I am interested, fascinated, by these two countries so close and so different, by these two cultures so close and so different, by these two people and these nations so close and nevertheless that have evolved so differently.

I shall come back to this matter often. I regret deeply that the field of "neglected middle-class women writers from the 1890s to the 1960s" has not been similarly open in France but I make my own research and would be glad to be pioneer in the French field. I regret that the British "neglected middle-class women writers from the 1890s to the 1960s" have not been more translated in French and that no great enthusiasm was shown when I offered to create a mixed reading group with the British ex-pats and the French residents in the village.

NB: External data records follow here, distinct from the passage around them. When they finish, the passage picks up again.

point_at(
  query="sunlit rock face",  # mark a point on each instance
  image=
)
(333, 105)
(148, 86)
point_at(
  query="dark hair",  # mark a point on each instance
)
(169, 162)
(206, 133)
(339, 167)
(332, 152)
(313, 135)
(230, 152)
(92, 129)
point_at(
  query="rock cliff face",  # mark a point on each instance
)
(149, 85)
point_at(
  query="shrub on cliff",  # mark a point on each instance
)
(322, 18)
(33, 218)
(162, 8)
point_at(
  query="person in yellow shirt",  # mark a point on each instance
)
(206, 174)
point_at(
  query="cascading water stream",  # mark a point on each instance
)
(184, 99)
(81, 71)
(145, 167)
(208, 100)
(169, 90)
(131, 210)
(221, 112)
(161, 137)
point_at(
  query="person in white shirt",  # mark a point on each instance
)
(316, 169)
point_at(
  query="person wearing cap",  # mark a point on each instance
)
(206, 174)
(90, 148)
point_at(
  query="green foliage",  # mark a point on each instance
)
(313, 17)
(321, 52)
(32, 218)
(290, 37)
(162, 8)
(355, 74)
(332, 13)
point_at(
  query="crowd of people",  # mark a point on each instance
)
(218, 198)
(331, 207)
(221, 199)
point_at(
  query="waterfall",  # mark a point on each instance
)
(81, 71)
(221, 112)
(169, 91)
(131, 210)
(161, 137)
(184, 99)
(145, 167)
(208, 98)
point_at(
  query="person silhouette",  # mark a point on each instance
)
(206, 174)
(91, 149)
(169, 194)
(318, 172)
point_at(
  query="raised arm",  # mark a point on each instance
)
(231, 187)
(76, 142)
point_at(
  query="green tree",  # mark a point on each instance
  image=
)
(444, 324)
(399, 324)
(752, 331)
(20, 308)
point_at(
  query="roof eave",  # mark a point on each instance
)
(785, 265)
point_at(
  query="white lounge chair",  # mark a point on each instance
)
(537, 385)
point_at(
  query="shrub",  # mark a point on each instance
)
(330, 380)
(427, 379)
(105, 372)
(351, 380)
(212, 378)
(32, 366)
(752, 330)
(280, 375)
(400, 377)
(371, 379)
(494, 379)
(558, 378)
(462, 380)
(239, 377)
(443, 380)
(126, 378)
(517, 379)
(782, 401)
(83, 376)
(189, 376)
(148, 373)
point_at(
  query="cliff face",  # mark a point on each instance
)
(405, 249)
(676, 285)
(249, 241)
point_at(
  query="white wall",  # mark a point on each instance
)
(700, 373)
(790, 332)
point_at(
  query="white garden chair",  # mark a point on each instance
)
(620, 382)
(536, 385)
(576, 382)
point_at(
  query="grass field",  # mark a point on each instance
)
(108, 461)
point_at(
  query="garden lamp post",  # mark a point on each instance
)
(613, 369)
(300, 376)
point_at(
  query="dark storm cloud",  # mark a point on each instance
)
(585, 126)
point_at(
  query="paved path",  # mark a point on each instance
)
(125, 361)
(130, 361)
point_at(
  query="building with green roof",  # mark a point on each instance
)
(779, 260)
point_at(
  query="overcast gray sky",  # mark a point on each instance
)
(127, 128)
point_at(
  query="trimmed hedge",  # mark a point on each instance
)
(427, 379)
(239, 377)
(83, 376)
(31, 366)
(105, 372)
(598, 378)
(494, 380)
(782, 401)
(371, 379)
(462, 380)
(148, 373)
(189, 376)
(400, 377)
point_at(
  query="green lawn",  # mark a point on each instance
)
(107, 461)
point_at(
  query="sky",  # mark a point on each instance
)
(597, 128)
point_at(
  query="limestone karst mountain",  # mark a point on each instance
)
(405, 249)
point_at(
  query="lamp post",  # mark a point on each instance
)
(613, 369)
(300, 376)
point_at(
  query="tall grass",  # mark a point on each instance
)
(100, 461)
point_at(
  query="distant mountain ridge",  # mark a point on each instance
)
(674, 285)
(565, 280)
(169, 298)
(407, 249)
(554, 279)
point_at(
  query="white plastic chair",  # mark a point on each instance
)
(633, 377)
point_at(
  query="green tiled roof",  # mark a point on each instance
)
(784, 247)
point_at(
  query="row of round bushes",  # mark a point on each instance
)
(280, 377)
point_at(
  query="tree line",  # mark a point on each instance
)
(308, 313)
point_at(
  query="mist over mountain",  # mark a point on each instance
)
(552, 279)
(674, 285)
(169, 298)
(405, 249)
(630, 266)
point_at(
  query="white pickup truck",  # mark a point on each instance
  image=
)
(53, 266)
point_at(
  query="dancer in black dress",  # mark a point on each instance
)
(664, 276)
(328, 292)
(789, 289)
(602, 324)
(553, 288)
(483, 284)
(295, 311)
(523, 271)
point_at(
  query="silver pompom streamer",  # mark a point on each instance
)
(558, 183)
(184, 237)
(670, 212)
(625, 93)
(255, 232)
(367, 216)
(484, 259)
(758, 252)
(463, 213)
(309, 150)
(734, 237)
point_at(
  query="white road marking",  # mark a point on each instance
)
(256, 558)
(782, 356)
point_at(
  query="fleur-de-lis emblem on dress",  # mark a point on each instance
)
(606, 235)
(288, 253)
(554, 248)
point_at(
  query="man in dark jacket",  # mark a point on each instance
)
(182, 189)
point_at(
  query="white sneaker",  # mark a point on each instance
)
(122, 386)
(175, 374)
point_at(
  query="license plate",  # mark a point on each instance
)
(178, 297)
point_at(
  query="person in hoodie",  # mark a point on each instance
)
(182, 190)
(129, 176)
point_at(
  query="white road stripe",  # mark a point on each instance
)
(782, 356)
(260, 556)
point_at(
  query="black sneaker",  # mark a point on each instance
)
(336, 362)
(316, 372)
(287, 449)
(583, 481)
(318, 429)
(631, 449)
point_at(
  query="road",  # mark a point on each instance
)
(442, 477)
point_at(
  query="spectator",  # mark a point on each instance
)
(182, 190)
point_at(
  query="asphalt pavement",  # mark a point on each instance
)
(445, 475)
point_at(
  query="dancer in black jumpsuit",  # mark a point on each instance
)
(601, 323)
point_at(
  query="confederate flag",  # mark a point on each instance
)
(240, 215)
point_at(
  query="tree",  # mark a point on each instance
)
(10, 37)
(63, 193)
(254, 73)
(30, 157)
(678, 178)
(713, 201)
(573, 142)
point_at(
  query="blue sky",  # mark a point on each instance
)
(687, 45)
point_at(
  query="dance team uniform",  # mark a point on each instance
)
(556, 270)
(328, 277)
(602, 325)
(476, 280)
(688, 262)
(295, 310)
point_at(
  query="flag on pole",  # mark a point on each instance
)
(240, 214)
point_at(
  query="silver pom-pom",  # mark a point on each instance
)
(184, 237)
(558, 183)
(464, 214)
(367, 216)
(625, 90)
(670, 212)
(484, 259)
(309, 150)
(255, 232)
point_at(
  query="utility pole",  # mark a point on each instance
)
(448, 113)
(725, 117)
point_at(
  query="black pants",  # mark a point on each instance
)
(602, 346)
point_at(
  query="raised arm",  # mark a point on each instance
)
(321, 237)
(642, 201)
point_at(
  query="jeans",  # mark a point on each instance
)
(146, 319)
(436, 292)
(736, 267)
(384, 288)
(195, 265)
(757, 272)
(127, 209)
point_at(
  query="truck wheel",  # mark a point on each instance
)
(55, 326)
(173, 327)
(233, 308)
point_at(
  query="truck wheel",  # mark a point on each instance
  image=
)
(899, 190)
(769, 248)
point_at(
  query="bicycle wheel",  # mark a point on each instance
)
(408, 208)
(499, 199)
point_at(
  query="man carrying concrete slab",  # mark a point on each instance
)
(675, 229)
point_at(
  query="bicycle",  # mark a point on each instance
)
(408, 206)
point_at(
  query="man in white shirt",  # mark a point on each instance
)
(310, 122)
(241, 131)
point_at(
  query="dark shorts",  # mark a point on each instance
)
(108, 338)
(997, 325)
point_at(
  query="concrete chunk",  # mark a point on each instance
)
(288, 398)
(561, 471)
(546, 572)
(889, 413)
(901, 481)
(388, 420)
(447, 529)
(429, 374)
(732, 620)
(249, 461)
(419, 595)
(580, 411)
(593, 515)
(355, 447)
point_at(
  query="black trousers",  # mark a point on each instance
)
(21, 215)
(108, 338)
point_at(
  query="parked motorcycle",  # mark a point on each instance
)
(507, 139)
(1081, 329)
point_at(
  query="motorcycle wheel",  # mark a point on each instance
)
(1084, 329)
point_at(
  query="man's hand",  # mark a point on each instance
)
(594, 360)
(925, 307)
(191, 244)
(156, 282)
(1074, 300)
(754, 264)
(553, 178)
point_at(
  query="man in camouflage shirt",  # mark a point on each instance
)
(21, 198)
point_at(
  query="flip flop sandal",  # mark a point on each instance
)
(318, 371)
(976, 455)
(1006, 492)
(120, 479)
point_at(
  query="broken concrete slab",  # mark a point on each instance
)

But I rejoice that there are reprints of this fiction in the USA as well as in the UK. They part of their history of literature and although very often conservative and patriarchal is a testimony of something that lived only by and through women.

This would be called in French a "matrimoine" in lieu of a "patrimoine": something that belonged and was transmitted by women. A testimony of their lives and the way they saw or were bound to see society.


One may be enthralled while others will be shocked.

My only point, as far as gender studies are concerned, is that it is always fruitful to start by knowing the story and the history of ideas and ways of life. Literature does not escape from this scope. 

But this is only MY point of view. And for the time being, I feel happy and comfortable in Midsomer County with Miss Buncle as one of its resident. God keep her from meeting DCI Tom Barnaby but at the church fête when she will be introduced to him by his wife Joyce!